Having finally agreed a trade deal just in time for Christmas, some people expressed surprise that financial services were not included in the final agreement. As a consequence, the ‘passporting’ rights currently enjoyed by UK firms ceased on 31 December.
As head of the Passport Notification Unit at the FSA for a number of years, and having worked closely with the European Commission’s Payments Committee in drafting and publishing passporting guidelines for payments and e-money institutions prior to the PSD2 and the RTS, I can speak on passporting matters with some degree of experience.
We have seen many clients and firms heed the warnings from the European Supervision Authorities and the PRA/FCA and make plans for the UK’s departure from the European Union, to ensure the continuity of their business. Typically, this has involved setting up a separate legal entity in another EEA jurisdiction, and obtaining the authorisation that would allow them to continue to operate in that jurisdiction and passport across the EEA. Where the firm was already established in that Member State, as a branch, the decision is easier. Where, however, the firm has no permanent, physical presence in the EEA and operates solely on a ‘cross-border’ basis it is, in my view, questionable whether such action is necessary.
So the big question is, were some cross-border passports – or ‘notifications under the freedom to provide services’ – ever really needed? I’m not suggesting that passporting was simply a cottage industry grown by the regulators, or that there were no genuine situations where notification was required.
I’m simply challenging some of the core principles that have somehow been hidden over the years. Let me take you back to 1997 and the publication of the European Commission Interpretative Communication on ‘Freedom to provide services and the interest of the general good in the Second Banking Directive’ (97/C 209/04). Whilst this is over 20 years old, the Commission confirmed when publishing PSD, 2EMD and PSD2, that the document is still relevant and, most importantly, to be read across to payment and e-money institutions. So, what does it say that is so interesting?

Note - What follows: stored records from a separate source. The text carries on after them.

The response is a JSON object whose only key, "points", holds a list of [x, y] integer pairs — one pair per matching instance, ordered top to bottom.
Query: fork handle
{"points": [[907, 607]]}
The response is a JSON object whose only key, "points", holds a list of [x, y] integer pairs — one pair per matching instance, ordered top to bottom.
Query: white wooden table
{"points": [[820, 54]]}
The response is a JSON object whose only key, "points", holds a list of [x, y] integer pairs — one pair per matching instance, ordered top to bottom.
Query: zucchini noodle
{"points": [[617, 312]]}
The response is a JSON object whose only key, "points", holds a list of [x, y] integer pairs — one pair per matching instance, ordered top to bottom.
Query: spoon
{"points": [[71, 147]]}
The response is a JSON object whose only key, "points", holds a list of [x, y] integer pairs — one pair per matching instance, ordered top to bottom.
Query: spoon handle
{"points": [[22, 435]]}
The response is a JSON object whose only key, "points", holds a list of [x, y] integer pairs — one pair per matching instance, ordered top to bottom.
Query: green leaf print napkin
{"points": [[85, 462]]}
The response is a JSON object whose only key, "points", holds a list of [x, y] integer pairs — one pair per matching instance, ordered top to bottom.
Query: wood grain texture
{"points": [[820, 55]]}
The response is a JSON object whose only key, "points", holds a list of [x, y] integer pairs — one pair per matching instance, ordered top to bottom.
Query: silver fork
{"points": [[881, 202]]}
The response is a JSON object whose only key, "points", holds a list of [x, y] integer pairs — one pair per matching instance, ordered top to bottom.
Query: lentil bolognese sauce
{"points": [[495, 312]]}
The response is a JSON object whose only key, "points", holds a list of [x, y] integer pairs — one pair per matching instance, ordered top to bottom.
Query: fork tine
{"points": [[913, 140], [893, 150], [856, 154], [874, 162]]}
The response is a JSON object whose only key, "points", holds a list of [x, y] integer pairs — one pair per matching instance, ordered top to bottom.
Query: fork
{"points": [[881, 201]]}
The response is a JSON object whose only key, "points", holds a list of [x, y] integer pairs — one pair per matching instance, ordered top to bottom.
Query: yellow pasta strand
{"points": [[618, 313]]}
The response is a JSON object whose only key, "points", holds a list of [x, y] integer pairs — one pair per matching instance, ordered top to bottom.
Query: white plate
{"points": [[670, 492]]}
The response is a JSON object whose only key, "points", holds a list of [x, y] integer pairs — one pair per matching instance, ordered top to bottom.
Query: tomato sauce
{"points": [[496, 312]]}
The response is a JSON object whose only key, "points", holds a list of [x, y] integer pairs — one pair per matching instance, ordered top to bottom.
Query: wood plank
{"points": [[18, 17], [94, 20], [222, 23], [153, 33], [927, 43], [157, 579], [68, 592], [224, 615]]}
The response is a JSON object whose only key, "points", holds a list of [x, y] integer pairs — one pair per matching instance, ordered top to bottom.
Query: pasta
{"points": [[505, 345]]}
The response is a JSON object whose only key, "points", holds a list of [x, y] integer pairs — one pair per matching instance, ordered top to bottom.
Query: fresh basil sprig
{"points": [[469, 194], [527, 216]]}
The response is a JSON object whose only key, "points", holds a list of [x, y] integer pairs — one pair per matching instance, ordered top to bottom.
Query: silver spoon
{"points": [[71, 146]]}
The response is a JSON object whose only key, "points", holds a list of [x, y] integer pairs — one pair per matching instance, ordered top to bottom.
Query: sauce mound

The Communication itself is concerned with the circumstances when a services passport notification might be made. I have set out below some relevant extracts:
“It is necessary, therefore, to 'locate' the place of supply of the future banking service in order to determine whether prior notification is required.”
“…in its opinion, only activities carried on within the territory of another Member State should be the subject of prior notification. In order to determine where an activity was carried on, the place of provision of what may be termed the 'characteristic performance' of the service, i.e. the essential supply for which payment is due must be determined.”
“This line of reasoning is aimed merely at establishing whether prior notification is necessary.”
“A bank may have non-resident customers without necessarily pursuing the activities concerned within the territory of the Member States where the customers have their domicile.”
“Lastly, the provision of distance banking services, for example through the Internet, should not, in the Commission's view, require prior notification, since the supplier cannot be deemed to be pursuing its activities in the customer's territory.”
“The Commission considers that the prior existence of advertising or an offer cannot be linked with the need to comply with the notification procedure.”
My summary is that where the supply of services takes place dictates whether a passport notification would have been required. So, if no passport was required, irrespective of whether one was actually made, then no authorisation of any kind should be required post-Brexit.
I’m not a lawyer, so feel free to challenge my logic. But it’s broadly reflective of the approach the FCA itself has adopted over the years, per PERG 2.4 and PERG 2.9.
Unfortunately, not every EEA Member State agrees with the ‘characteristic’ test favoured by the Commission, instead following a ‘solicitation’ test – basically, if you reach out cross-border to ‘solicit’ a client in another EEA State then a passport notification would be required.
However (a common word when speaking of EU legislation and regulations!), some transactions are capable of being initiated via reverse solicitation i.e. exclusively at the direction and discretion of a European client. This scenario is set out in MiFID II rather than PSD2 but, whilst not explicitly stated, surely there should be some read-across.
What to do?
We have seen recent press coverage of UK banks notifying customers in certain jurisdictions of the closure of their accounts due to Brexit. I suspect that these jurisdictions are one where the solicitation test is applied. We have also seen some regulators (e.g. the BaFin in Germany) contacting firms to ask their plans for when the passport falls away.
There is, unfortunately, no list of EEA Member States that records whether they favour the characteristic test or the solicitation test and, as a result, no clear indication whether firms would be able to (continue to) provide services on a cross-border basis, based on either argument. There is, though, at least some basis upon which to engage with the regulators as to how you might carry on business in Europe without a passport.